The opinion contains several statements relevant to a determination of whether an individual with FAS/FAE had made a knowing waiver of his or her rights.

(1) "While an accused's intelligence and literacy are important factors to be considered in determining whether he intelligently and voluntarily waived his constitutional rights and made a confession, weak intellect or illiteracy alone will not render a confession inadmissible." 372 So. 2d at 1337, quoting Hobbs v. State, 401 So. 2d 276, 282 (Ala. Cr. App. 1981). This passage is a bit obscure, but it seems to mean that limited intelligence or literacy are sufficient to suppress a confession only insofar as they demonstrate that the defendant did not in fact understand the rights he was waiving.
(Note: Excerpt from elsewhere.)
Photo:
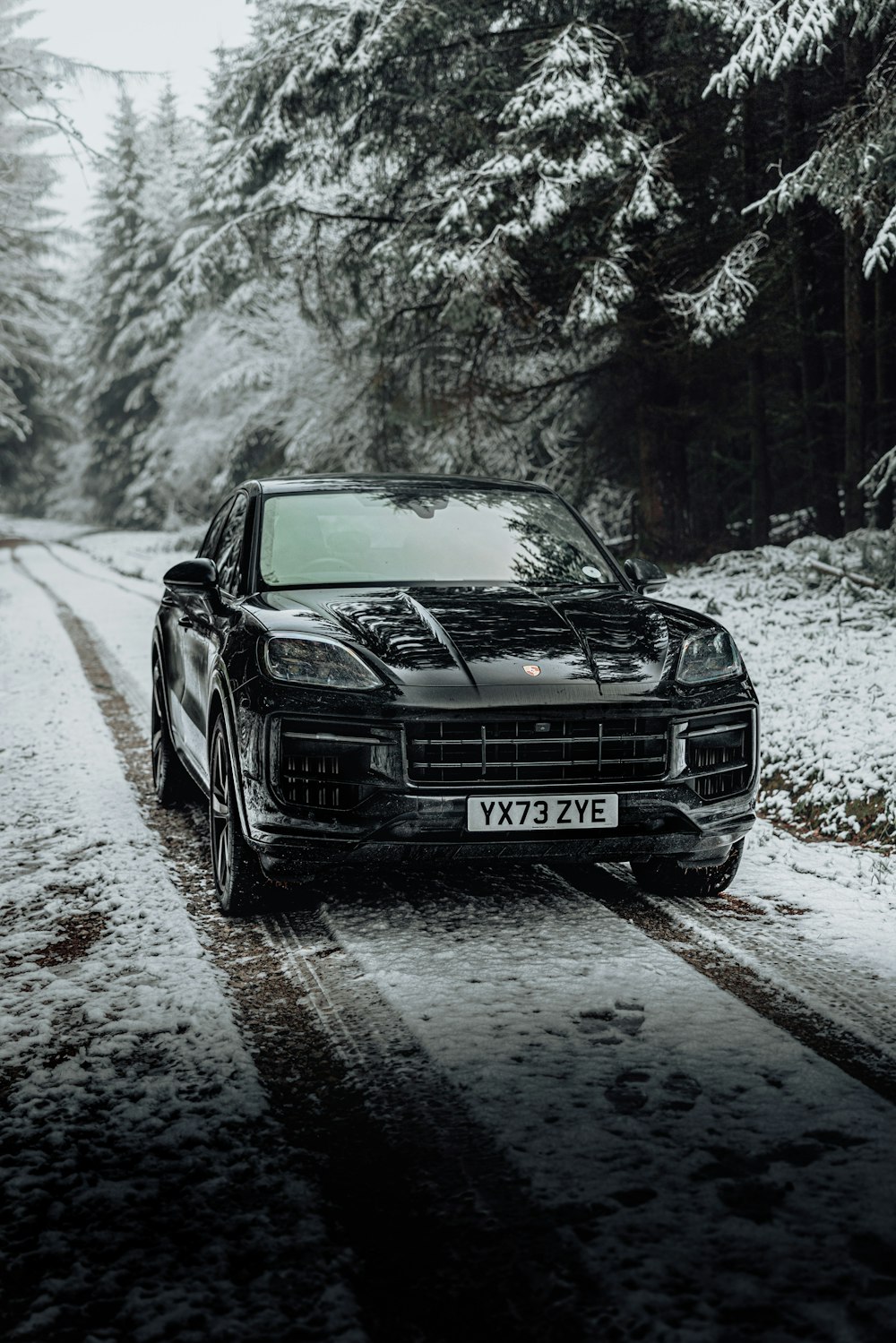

(2) "[A] defendant's mental impairment, even if it exists, is merely one factor affecting the validity of his waiver of rights." 372 So. 2d at 1337.

(3) "[T]he fact that a defendant may suffer from a mental impairment or low intelligence will not, without other evidence, render a confession involuntary." 372 So. 2d at 1337. This seems somewhat beside the point; evidence insufficient to prove an act was voluntary might be sufficient to prove a waiver was not knowing and intelligent.

Dobyne subsequently sought without success to argue that he was denied the effective assistance of counsel in presenting this argument. Ex parte Dobyne, 2001 WL 670506 (Ala.); Dobyne v. State, 2000 WL 869500 (Ala. Crim. App.).